QUALITY ASSURANCE PROGRAM

PRE-SITE VISIT CHECKLIST FOR RESEARCHERS

The purpose of the Quality Assurance Pre-Site Visit Checklist is to assistinvestigators and research team members in preparing for a routine Quality Assurance Program (QAP) visit. For questions or additional assistance, please contact the Research Department at 563-421-7957 or . The following areas will be reviewed during a routine QAP visit.

Research Personnel

The purpose of this section is to ensure all individuals working on a research study have:

Been approved by the Genesis IRB

Completed the required research trainings

Provided the Research Department with documentation of training completion

All individuals involved in the design, implementation, analysis and/or reporting of a study must have been approved by the Genesis IRB, and must have completed the following trainings:

  1. NIH Protecting Human Subjects Training, or equivalent (e.g., CITI training)
  2. Conflicts of Interest Disclosure
  3. Conflicts of Interest (COI) in Research Training (for certain government-funded studies only)

Use the table below to track all study personnel and their training

LIST OF CURRENT STUDY PERSONNEL / NIH / COI Disclosure / COI
Training / Certificate Sent to
Research

Add lines, if needed

  1. Have all of the personnel (listed in the table above) been submitted and approved by the Genesis IRB?

Yes No N/A

  1. If not, what personnel need to be approved by the Genesis IRB?

NOTE: If personnel need to be added, an amendment will need to be submitted in IRBNet.

  1. Are there any personnel that have been approved by the Genesis IRB that are no longer working on the study?

NOTE: If personnel need to be removed, an amendment will need to be submitted in IRBNet.

Yes No N/A

  1. Have the training records (i.e., certificates of completion) been sent to the Research Department for each person on the research team?

If not, please send the records to

Yes No N/A

Informed Consent Documentation

This section is only applicable for studies that are obtaining informed consent from patients.

Study is obtaining informed consent – follow the questions below

Study is NOT obtaining informed consent – skip to Protocol Compliance section

The purpose of this section is to ensure appropriate informed consent procedures are being implemented and documented.

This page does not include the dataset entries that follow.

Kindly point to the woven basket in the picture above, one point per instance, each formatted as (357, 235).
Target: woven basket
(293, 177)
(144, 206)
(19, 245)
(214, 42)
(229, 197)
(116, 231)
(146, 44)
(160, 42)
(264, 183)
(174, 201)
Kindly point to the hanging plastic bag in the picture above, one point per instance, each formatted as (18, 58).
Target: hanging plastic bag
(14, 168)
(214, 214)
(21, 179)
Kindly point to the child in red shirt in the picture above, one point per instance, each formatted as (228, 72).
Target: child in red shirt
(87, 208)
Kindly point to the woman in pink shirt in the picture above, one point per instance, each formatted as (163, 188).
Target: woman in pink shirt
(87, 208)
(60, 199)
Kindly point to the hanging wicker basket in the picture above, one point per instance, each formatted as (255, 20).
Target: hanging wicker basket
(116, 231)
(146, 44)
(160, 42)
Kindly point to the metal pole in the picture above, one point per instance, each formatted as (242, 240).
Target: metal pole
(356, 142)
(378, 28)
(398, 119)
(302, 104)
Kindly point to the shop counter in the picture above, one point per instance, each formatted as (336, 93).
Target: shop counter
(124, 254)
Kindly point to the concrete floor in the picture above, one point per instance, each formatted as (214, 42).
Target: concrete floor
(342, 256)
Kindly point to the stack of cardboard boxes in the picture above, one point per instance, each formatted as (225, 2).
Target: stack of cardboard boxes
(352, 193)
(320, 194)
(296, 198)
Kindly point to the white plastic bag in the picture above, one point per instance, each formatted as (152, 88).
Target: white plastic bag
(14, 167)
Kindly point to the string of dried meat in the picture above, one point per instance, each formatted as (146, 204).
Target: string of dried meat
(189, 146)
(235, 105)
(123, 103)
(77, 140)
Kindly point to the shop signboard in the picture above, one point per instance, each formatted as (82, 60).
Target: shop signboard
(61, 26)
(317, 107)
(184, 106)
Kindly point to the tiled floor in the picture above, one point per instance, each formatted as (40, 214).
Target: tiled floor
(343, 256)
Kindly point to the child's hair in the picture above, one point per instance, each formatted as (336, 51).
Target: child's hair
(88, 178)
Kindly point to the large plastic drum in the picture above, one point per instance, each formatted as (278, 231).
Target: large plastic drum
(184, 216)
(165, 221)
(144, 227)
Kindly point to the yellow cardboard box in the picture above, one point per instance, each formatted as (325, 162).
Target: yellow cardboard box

  1. At the QAP visit, we will ask you to tell us about your participant consenting process. Do you complete the following required activities?

Conduct the informed consent process in a private, comfortable setting

Introduce and describe the study to the participant

Provide the participant with the informed consent form and HIPAA consent

Provide the participant with adequate time to review the informed consent and HIPAA consent

Answer questions about the study

Obtain signatures on the informed consent and HIPAA consent documents

  1. Who consents participants for the study? Is this an appropriate person to perform the informed consent process? (e.g., approved by the IRB, completed IRB trainings, no conflicts of interest)

Yes No N/A

  1. Are you using the current IRB approved/stamped informed consent and HIPAA consent (if HIPAA consent is separate)?

Yes No N/A

  1. Is the signed informed consent and HIPAA consent in each participant’s research record?

Yes No N/A

  1. Is the signed informed consent and HIPAA consent in each participant’s medical record, if the participant is also a patient?

Yes No N/A

  1. Are the informed consent and HIPAA consent (if a separate document):

Signed by the patient and/or legally authorized representative with the date & time of consent

Signed by the person obtaining consent with the date & time of consent

  1. If the study is enrolling children <18, are the parent informed consent and HIPAA consent (if a separate document):

Signed by the parent(s) and/or legally authorized representative with the date & time of consent

Signed by the person obtaining consent with the date & time of consent

Not applicable

  1. If the study is enrolling children <18 and a child assent is required, is the child assent:

Signed/marked by the child with the date & time of consent

Signed by the person obtaining assent with the date & time of consent

Not applicable

  1. If the study is using additional consent documents (e.g., optional labs, biospecimens), are the informed consents:

Signed by the patient and/or legally authorized representative with the date & time of consent

Signed by the person obtaining consent with the date & time of consent

Not applicable

  1. Was a copy of the informed consent and HIPAA consent given to each participant or legally authorized representative?

Yes No N/A

  1. Is the consent process documented in the research record (e.g., documentation patient met inclusion/exclusion criteria, patient was given a consent form, patient was explained the study and questions were answered)? RECOMMENDED PRACTICE, NOT REQUIRED

Yes No N/A

  1. Was informed consent obtained prior to study procedures and/or screening, as applicable, for each participant?

Yes No N/A

Protocol Compliance

The purpose of this section is to ensure appropriate participants are being enrolled in the research study, only approved data is being collected, and participant information is being kept confidential.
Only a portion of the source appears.